How a love of music became a long career
Posted on December 19, 2022
Vera HOPKINS had a love of music and playing the violin which enabled her to have a long career teaching the violin at Friends’ School for nearly 3 decades across the High School and Clemes.
Born in 1904 in Queenstown, Vera started learning the violin at 8 years old and 3 years later was the youngest member of the Queenstown Orchestral Union. Clearly displaying a talent and love of the instrument she continued to have lessons as she moved around the state. By 1926 she had joined the Hobart Orchestral Society (later becoming the TSO) and played in concerts around the island.

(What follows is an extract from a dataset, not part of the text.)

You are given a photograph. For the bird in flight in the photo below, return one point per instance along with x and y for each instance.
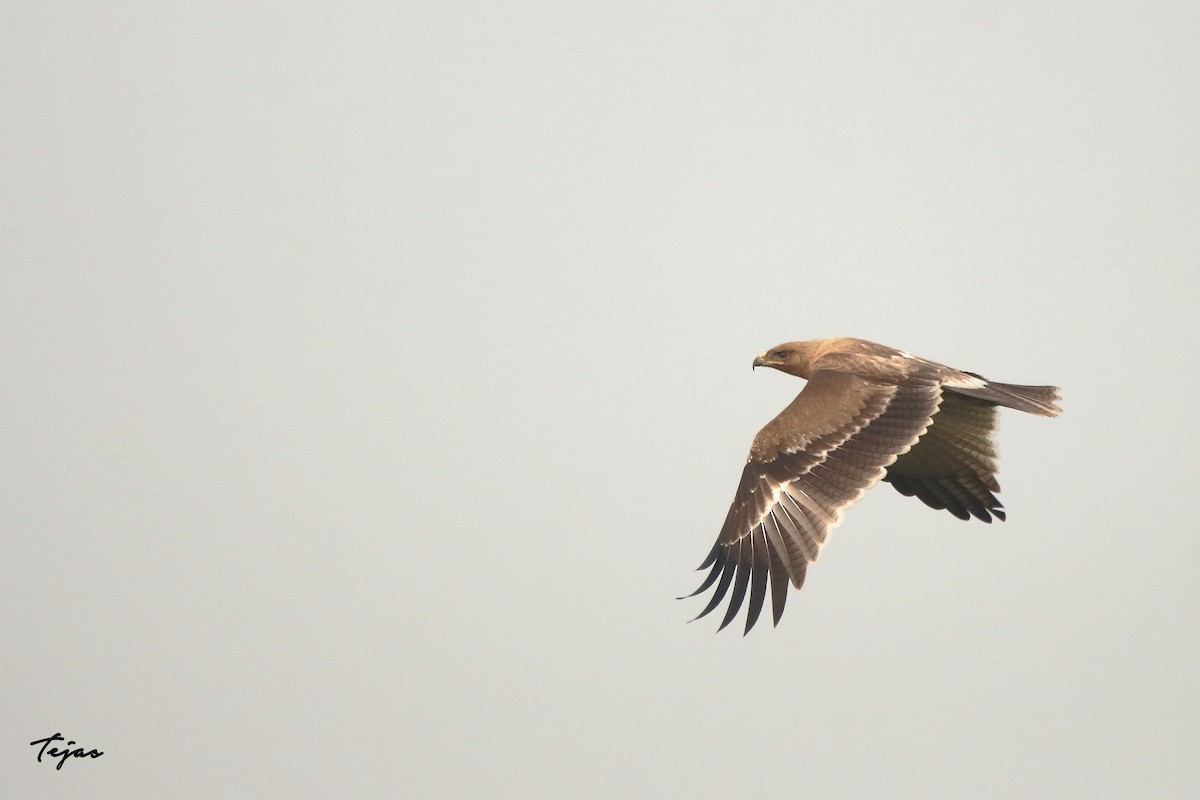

She married into a musical family (her husband being an accomplished baritone) however she had to automatically give up teaching infant children as at that time the Education Department did not allow married women to work (how times have changed!) so she started teaching the violin privately.
In 1945 WN Oats invited her to join Friends’ as a violin teacher and she continued well into the late 1970’s, as well as facilitating in the school orchestra, guiding students in their music eisteddfods, playing part time in the TSO and teaching violin privately at her home.
To her, teaching was not just about a person’s success with the instrument but the friendships formed with so many students over her long career. At a special assembly in 1970 to honour 25 years teaching violin and to say “thank you”, it was for creating harmony amongst others and the art of getting on that was celebrated.
Today her great granddaughter Asher POOLE (Year 8) also has a love of playing the violin as is shown here with one of her great grandmother’s violins which have been kindly donated to the School by Vera’s daughter Sally Poole.